Group #2. “I know something’s wrong. I feel it in my gut. But I haven’t a clue what it is.”

If you’re a member of this second group, the “unaware” group, you may have been largely unconscious of what you’ve experienced or created. But when you see the term Perfectly Hidden Depression, a lightbulb goes off. Your gut understands. This new concept has to be absorbed, and the whole idea that your PHD exists could be life-altering. What you’ve never given much thought to is now something you’re questioning. You may never have considered that the way you were functioning was a problem. It was simply the way you lived.

Let’s talk for a minute about what is meant by “unconscious.”

Hopefully, this example will help make that term clear. When you step into a dark but well-known room in your home, you don’t have to think about where the light switch is. Your hand shoots up automatically, and easily finds its place on the wall as you flick it on. You don’t give it a thought. It’s an automatic, unconscious action. Your body remembers. Your mind remembers, but without thinking about it in that moment. We do unconscious things all the time — things that have become second nature. We could go deeper and talk about unconscious urges and drives, but for the sake of our discussion, that’s not necessary. The more something is known, old hat or habitual — the more likely that it’s tied into unconscious behavior.
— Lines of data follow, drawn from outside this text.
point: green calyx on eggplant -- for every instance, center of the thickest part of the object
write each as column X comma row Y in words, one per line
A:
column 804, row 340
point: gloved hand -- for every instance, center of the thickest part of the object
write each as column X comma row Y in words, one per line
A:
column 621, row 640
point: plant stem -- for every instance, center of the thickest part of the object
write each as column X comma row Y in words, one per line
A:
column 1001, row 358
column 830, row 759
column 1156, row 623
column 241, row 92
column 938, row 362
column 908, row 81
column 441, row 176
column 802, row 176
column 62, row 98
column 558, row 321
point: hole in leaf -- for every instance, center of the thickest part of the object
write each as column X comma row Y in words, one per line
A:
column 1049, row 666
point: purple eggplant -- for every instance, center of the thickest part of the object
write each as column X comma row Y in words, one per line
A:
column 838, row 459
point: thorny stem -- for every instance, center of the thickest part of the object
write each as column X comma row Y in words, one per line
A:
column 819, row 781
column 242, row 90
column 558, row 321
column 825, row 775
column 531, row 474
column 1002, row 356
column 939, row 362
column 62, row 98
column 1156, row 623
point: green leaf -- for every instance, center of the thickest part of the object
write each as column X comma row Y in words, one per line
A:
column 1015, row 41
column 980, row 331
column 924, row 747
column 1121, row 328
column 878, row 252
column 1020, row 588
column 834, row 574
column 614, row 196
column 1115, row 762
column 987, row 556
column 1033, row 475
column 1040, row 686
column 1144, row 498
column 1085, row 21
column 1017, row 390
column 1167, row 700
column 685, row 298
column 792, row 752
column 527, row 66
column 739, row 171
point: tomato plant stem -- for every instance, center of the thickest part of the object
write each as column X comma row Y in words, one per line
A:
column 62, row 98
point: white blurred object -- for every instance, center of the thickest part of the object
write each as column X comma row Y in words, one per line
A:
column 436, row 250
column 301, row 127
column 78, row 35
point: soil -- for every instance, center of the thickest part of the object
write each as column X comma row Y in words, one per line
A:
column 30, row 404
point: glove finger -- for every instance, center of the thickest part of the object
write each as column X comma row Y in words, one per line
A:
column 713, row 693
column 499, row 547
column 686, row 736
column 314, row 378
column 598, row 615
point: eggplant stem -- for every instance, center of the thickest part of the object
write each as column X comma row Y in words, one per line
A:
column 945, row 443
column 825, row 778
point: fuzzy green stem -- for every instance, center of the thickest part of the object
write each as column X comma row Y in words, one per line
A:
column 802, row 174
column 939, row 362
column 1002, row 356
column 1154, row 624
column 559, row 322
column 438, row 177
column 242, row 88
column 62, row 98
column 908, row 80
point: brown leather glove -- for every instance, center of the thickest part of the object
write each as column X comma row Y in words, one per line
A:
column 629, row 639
This isn’t high-functioning depression. It’s quite different. It’s people like Rebecca who told me, “Before I read about PHD, I’d never have thought of myself as depressed. Ever. If I even wondered, if I listened to my gut that knew something was wrong, I’d feel incredible shame, like I didn’t appreciate the good things in my life. I can’t even imagine allowing myself to think or say some of the things I’ve said to you since we’ve been working together. I didn’t even realize how I was living. Or not living.”

Rebecca was making what had been unconscious, conscious. That’s the work of this second group.

Group #3. “Sometimes I know I’m hiding. But other times, I can’t figure out what’s going on.”

This third group is a mixed bag. Some of the 10 characteristics are known and quite intentional. Others are more surprising when you realize their place as part of the syndrome and you, again, haven’t been conscious of them as problems.

The work for all three groups can sometimes seem as if you’re trying to chew and swallow all at the same time.

The hiding behaviors, the push and the pressure that you’ve put on yourself, needs to stop, while you’re also simultaneously trying to go deeper emotionally and connect with long-suppressed trauma or pain. It’s confusing and even frightening, because you’re giving up your defensive or protective actions while increasing your vulnerability.

If this is you, please pay attention. It can offer a freedom and an acceptance that you’ve never imagined.